Parkinson’s disease (PD) is a neurodegenerative condition, most well-known for the movement problems that it causes. However, those living with PD can experience a range of symptoms including changes in mood, behaviour and thinking. There are few medicines available that can help with the symptoms of PD and there is no medicine that can slow down or stop the progression of the disease. In the search for treatments that can have a beneficial and long lasting effect on slowing down the course of PD, research has moved away from the traditional drug led approach to more novel strategies such as cell replacement or the direct administration of growth factors to the affected area of the brain.

Voice of participants

There have already been some clinical trials aimed at investigating these new types of therapies. These trials often require participants to undergo complex procedures such as brain surgery, or special forms of brain imaging. This is also combined with repeated and prolonged testing of disease symptoms and progression, sometimes requiring participants to stop using their normal medications. These studies can be challenging for both the doctors and scientists involved, as well as the people who volunteer to tale part. Whilst there is discussion between experts as to the best approach for designing and running such trials, the voice of the participants and those that support and care for them are often not heard.

Capturing experiences

The LEARN study aims to capture the experience of people with PD who have taken part in a complex trial of a new therapy for PD. We will interview trial participants and their family members or carers to gain their views on the trial processes and how taking part in the trial has affected them. We hope that by capturing the experience of trial participants and understanding the challenges they face, we can improve the design of and how similar future studies are run. We will use the information we gather, in partnership with the people we interview to produce resources for; future trial participants to help them make decisions about taking part in trials; doctors and scientists designing future trials and the people who review and approve trials to take place.

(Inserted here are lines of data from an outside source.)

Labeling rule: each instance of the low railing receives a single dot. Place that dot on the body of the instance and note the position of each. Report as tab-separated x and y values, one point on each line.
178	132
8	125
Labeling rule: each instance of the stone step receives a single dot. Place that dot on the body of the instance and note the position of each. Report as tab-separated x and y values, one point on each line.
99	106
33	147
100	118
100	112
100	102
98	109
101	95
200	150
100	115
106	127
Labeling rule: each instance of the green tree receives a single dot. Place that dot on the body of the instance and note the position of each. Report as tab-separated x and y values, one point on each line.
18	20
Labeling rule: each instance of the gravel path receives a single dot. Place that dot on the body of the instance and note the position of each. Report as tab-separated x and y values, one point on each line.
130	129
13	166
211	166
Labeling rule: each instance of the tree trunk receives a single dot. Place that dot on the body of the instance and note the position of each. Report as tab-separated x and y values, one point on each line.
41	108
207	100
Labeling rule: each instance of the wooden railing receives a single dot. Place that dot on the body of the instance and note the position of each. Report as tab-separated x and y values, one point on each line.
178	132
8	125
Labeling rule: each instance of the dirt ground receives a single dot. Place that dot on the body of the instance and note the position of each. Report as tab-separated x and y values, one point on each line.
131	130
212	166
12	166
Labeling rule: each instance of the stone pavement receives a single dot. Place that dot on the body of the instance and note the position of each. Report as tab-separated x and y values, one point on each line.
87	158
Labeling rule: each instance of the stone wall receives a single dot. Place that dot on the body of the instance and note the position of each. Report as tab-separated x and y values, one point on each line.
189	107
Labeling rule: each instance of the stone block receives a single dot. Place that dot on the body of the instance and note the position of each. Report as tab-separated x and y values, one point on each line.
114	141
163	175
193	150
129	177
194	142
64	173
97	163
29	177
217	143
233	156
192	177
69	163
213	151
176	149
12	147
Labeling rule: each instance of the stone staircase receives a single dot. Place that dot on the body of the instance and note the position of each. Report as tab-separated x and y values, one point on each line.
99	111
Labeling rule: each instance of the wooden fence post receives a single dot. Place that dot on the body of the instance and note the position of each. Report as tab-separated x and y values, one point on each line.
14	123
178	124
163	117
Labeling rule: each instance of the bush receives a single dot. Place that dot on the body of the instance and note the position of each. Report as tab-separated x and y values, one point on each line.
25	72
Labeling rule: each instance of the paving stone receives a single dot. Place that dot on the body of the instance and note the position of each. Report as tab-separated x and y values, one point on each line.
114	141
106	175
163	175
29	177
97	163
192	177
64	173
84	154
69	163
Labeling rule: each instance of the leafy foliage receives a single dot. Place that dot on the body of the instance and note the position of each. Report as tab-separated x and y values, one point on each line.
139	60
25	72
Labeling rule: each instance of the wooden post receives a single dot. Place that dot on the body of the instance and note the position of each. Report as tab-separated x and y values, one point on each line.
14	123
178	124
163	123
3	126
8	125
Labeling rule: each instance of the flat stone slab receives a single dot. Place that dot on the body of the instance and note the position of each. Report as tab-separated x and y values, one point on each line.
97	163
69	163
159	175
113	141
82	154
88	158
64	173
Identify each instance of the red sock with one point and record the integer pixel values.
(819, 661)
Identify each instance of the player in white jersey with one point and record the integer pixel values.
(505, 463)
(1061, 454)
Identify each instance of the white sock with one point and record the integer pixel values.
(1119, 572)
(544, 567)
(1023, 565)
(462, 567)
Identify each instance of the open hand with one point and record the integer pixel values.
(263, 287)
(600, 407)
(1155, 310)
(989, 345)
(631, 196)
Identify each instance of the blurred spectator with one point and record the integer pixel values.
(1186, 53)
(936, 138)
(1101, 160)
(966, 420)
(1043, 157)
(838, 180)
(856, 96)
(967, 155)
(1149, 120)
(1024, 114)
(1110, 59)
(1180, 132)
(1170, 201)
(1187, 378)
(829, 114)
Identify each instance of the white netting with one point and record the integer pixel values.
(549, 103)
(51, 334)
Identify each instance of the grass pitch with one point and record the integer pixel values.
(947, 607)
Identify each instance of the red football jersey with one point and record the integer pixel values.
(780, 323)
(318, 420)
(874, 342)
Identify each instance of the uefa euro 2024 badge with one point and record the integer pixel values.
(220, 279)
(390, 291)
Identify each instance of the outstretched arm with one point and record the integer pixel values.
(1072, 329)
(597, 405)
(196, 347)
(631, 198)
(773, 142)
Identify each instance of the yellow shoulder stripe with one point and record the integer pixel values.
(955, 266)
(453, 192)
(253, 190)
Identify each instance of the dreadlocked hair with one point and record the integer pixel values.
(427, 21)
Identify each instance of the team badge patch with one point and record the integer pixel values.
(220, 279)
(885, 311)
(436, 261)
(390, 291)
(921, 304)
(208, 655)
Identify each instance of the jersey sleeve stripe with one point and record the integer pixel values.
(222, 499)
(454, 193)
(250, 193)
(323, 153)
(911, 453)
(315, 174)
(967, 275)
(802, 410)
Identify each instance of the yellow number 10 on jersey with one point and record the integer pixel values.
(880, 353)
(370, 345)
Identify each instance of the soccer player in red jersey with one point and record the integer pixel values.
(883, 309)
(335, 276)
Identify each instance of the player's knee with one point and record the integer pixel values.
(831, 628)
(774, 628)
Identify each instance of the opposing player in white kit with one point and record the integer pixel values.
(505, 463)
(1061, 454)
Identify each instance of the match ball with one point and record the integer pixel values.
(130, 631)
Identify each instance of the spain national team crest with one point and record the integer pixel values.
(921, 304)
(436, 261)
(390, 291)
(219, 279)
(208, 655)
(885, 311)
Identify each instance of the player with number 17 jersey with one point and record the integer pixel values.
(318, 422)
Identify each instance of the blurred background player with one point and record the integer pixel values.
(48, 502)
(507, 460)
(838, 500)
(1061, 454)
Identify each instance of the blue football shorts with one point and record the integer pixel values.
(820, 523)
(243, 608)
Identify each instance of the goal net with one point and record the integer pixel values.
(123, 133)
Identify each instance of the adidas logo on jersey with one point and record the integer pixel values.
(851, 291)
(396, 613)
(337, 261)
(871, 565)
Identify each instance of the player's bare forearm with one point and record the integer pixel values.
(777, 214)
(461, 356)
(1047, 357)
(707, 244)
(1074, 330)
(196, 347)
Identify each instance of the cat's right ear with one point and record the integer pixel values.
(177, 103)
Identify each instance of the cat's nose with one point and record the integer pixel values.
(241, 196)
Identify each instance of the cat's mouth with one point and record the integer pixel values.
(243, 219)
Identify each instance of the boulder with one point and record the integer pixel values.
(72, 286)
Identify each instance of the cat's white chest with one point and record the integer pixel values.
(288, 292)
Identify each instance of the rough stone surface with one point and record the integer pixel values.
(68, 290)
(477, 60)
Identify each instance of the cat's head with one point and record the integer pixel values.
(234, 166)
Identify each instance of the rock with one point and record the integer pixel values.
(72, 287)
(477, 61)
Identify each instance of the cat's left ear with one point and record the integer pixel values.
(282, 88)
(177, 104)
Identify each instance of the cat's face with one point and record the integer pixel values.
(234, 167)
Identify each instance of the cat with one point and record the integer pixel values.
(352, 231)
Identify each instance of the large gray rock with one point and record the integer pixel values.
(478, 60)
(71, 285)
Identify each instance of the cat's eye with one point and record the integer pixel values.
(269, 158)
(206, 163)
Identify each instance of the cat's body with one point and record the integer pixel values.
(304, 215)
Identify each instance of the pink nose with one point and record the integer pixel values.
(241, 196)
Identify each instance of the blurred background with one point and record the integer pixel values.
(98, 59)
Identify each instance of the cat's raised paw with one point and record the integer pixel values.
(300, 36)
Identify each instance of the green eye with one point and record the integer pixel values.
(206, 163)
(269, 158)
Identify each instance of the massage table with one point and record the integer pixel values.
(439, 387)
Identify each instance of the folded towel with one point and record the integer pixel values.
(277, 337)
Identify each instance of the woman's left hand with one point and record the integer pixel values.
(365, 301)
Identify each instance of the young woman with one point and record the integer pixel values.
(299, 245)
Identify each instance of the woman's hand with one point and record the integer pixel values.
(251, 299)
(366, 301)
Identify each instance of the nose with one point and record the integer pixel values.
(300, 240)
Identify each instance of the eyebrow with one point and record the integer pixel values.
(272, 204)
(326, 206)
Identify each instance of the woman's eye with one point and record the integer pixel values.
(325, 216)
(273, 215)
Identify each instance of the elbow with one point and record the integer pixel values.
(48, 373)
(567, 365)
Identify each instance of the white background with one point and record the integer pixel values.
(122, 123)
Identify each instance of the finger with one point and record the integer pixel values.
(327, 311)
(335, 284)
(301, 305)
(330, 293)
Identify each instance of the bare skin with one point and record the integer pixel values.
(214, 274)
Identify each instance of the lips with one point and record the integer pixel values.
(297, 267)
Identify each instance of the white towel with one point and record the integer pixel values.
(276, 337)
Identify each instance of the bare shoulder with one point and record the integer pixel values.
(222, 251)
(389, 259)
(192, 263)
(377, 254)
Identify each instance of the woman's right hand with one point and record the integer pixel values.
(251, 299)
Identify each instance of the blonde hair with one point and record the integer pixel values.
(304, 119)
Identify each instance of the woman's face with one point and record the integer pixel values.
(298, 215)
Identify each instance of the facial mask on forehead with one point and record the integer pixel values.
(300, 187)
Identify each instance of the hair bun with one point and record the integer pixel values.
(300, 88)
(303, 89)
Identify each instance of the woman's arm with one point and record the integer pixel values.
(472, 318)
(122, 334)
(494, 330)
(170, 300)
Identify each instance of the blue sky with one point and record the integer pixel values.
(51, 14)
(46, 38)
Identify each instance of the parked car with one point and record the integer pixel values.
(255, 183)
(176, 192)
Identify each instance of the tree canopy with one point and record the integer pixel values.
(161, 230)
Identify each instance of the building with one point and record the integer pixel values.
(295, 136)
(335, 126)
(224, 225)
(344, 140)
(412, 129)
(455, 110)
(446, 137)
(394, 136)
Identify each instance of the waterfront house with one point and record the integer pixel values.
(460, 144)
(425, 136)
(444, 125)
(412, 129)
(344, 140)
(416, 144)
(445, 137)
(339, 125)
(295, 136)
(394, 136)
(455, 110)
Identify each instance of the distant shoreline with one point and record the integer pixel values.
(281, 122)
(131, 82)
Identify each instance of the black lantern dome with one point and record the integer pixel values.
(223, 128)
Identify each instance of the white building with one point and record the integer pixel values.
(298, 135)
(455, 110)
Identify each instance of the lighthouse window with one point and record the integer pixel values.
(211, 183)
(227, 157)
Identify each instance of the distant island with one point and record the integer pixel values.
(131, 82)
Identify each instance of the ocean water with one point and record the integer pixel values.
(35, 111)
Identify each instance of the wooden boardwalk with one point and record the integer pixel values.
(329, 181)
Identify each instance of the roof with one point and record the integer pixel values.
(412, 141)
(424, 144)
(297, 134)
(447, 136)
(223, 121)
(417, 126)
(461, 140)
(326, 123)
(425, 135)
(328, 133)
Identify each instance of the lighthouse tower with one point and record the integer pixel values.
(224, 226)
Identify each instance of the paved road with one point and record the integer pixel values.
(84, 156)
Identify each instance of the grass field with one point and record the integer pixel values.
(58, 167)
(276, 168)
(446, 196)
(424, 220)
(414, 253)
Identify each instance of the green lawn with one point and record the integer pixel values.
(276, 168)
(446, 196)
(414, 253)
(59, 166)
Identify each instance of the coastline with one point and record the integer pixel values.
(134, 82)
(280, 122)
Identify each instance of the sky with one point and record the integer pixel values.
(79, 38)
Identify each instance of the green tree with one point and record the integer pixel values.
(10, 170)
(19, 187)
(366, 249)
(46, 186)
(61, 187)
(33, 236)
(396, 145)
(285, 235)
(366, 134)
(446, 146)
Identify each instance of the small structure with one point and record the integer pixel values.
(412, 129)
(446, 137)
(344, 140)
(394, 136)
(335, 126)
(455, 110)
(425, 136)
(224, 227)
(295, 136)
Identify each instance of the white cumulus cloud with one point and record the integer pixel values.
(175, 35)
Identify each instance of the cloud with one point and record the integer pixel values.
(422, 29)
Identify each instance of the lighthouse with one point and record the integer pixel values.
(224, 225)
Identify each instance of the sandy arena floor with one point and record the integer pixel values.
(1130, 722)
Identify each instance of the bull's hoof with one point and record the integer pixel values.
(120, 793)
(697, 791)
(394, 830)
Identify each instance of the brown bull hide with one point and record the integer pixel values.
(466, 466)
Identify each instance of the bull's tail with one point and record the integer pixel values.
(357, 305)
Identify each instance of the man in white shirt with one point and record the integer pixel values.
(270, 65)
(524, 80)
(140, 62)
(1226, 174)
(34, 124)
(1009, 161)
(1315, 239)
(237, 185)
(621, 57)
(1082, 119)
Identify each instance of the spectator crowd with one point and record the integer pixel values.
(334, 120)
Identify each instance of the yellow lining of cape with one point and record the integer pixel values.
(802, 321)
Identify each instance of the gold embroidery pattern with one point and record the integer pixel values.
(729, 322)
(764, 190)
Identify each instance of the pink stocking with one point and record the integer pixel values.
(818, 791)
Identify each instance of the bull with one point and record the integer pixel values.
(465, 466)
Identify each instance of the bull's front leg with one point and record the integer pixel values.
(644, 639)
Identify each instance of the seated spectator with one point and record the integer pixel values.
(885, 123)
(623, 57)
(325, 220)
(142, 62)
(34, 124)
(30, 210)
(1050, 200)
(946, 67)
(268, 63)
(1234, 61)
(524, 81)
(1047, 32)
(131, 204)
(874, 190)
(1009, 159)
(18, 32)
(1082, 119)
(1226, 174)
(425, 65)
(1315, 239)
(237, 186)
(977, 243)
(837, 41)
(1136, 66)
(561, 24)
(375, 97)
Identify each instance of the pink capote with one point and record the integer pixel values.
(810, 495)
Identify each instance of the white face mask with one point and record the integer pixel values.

The LEARN study (‘listening to the experiences of participants on neurosurgical trials’ ) sought to understand both the experiences and any barriers to participating in trials involving neurosurgery to administer both pharmacological and advanced therapies. Researchers interviewed previous trial participants and were able to identify key issues affecting their experience. Informative resources were then created with the aim of improving the experience of participation in future neurosurgical trials and reduce some of the problems that might cause people to drop out of research. Key issues identified were challenges associated with brain imaging, taking part in clinical trials when ‘off’ medication and support for support partners, plus the need to understand and retain a lot of information about the trial. Participants, funders, and chief investigators came together to discuss the main findings of the LEARN study in a webinar, where Chief Investigators, Dr Emma Lane and Dr Cheney Drew were pleased to introduce several information videos and written guides on each of these areas so that participants and their carers may be better supported and prepared in future trials.

“The study has highlighted many issues that need resolution before further neurosurgical trials are designed,” said Lesley Gosden, a LEARN study participant.

Support partner, Jayne Calder said, “Managing the expectations of the participant and their support partner continuously throughout the trial is key. I believe that the LEARN study has create an opportunity to improve the journey of a participant from start to finish.”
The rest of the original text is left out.